To start to overcome your feelings of inferiority, try the following:

·         Make fewer comparisons. If you find the endless social media scroll is making you feel inferior, try to restrict the time you spend on these platforms - and the people you follow. And do not feel you have to ‘live up’ to other people – whether idealised media images or your own friends. Everyone is on their own path and no one really knows what struggles other people have. Identify your own values and goals - and focus on those.

·         Practice gratitude. Research shows that if you are grateful for the good things in your life, you will tend to make fewer comparisons with other people. What are you grateful for? Make a list. Everyone has things to be grateful for.

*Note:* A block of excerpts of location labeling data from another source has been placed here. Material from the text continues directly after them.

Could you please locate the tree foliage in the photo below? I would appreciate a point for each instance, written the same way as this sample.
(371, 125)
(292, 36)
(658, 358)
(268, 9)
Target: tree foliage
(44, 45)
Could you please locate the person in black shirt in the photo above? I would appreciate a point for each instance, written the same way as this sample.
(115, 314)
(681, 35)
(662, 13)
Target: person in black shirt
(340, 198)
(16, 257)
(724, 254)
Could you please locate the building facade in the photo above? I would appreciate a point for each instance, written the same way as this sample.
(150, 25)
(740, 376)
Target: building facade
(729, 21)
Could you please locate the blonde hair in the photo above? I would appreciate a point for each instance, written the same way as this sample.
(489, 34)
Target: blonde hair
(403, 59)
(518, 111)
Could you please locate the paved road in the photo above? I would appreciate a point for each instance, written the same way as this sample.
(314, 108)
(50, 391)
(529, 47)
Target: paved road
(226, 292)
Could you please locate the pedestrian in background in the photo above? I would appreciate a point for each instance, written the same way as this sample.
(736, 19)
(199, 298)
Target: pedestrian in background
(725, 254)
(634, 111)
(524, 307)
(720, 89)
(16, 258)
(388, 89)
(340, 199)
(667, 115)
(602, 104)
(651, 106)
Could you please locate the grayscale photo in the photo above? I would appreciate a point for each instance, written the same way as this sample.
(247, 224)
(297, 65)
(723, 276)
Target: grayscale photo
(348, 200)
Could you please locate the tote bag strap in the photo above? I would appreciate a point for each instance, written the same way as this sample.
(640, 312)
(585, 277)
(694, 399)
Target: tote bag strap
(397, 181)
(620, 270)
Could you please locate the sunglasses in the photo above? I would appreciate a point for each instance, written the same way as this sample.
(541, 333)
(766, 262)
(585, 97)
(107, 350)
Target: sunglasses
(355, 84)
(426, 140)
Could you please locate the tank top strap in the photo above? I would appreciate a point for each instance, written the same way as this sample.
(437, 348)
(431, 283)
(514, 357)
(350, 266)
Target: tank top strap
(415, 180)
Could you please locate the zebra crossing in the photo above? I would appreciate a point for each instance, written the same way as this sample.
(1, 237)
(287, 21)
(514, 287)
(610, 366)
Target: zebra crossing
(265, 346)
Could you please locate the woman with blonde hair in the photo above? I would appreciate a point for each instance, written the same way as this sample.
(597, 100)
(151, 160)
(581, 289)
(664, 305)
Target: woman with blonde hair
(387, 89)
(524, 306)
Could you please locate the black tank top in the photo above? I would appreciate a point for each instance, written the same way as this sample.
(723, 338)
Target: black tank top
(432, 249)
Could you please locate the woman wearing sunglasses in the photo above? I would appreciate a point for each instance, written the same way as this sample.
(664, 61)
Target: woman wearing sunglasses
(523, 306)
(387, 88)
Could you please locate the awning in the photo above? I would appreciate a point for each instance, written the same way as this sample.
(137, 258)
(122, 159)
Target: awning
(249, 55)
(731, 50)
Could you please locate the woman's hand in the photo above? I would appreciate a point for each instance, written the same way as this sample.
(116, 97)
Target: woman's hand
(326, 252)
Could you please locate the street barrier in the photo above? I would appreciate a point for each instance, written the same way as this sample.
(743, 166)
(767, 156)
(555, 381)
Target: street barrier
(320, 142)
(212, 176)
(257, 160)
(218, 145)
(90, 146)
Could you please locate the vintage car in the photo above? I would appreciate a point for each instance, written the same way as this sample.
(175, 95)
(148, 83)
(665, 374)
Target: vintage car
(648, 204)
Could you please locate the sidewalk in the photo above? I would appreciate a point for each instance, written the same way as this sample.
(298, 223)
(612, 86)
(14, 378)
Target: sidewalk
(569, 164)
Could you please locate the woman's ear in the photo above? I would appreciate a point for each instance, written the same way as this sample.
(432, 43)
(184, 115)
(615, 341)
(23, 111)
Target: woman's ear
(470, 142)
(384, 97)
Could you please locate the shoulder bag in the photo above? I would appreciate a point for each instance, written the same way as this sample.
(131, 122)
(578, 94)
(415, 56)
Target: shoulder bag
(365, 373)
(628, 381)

·         Challenge your thinking. One of the most effective things you can do is to challenge any unhelpful thinking styles and negative thoughts that leave you feeling inferior, unworthy and defective. This is something that therapy can help with.

·         Do not rely on positive affirmations. This sounds counter-intuitive, as we are often told that repeating positive affirmations can boost self-esteem. But research shows that while this may work for people who are already confident, if you have low self-esteem, it can make you feel worse. Challenging your thinking is more effective.

·         Give yourself a chance. If you tend to avoid situations where you could fail or might feel inadequate, try instead to put yourself in situations where realistic achievements are possible.

·         Practice mindfulness. Mindfulness meditation helps bring you back to the present moment instead of ruminating on past mistakes or worrying about the future. Research shows that mindfulness can increase self-acceptance - which may reduce your feelings of inferiority.

·         Practice self-acceptance. Own up on your flaws and insecurities. No one is perfect. And that is fine. Give yourself a break.